Support found no issue in the debugs I captured in the short time the system was at R65.

Since the tunnels are critical, I found myself having to roll back to the previous version.

When I replicated the system in the lab I got weird errors I haven't seen in production, "encryption failure: Different community ID, possible NAT problem"

I attribute this to using hardware that is not supported or certified.


Support told me that "NGX R60, R61 and R62 are a little bit tolerant for some configurations . But, R65 is more sensitive, any simple mistake it will not tolerate them."
There doesn't seem to be any relevant fixes in HFA-10 either, but I can't know for sure without testing that also.

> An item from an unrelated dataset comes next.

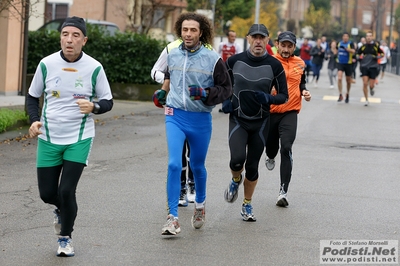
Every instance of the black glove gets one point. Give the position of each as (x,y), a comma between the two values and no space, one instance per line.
(263,97)
(227,106)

I'm trying to get better lab gear. Until, or indeed if, I do, I seem to be stuck.
Does anyone have experience of VPN issues that arose after this upgrade?

Thorpuse
2009-11-08, 08:24
IPSO or SPLAT?

northlandboy
2009-11-08, 16:18
We're successfully using multiple VPN tunnels on our VSX systems, and these days they're running fine.

We did have a problem for a while where shortly after pushing policy, VPN/NAT combinations got very confused, dropping traffic apparently from the NAT address to itself. This was an ongoing problem for a while. Later we made some changes to our routing tables, and it went away - but it was not apparent from the routing changes just why it should have gone away.

deimoss
2009-12-08, 20:09
Thorpuse, these boxes are SPLAT.

On Sunday I finally got this cluster upgraded to R65 (with HFA_10)

There were more than one change needed for various peerings:

For some peers (Netscreen) I found that I had to change to 'one tunnel per host' to get the tunnels up. This must be the result of some change in R65.

I staged the upgrade in the lab and realised that after upgrading to R65, the IKE ID IP address was the gateway object primary address, (an internal non routable IP) so the remote end rejected. Previously it seems to have defaulted to the 'external' IP.

This was fixed using the 'link selection' tab, which changes in R65, to use the external routable IP.

It seems simple but with so many customers' tunnels it is hard to see this and the documentation does not address these types of changes at all, AFAIK.
HFA_10 played no part but I put it on simply save the need for patching later.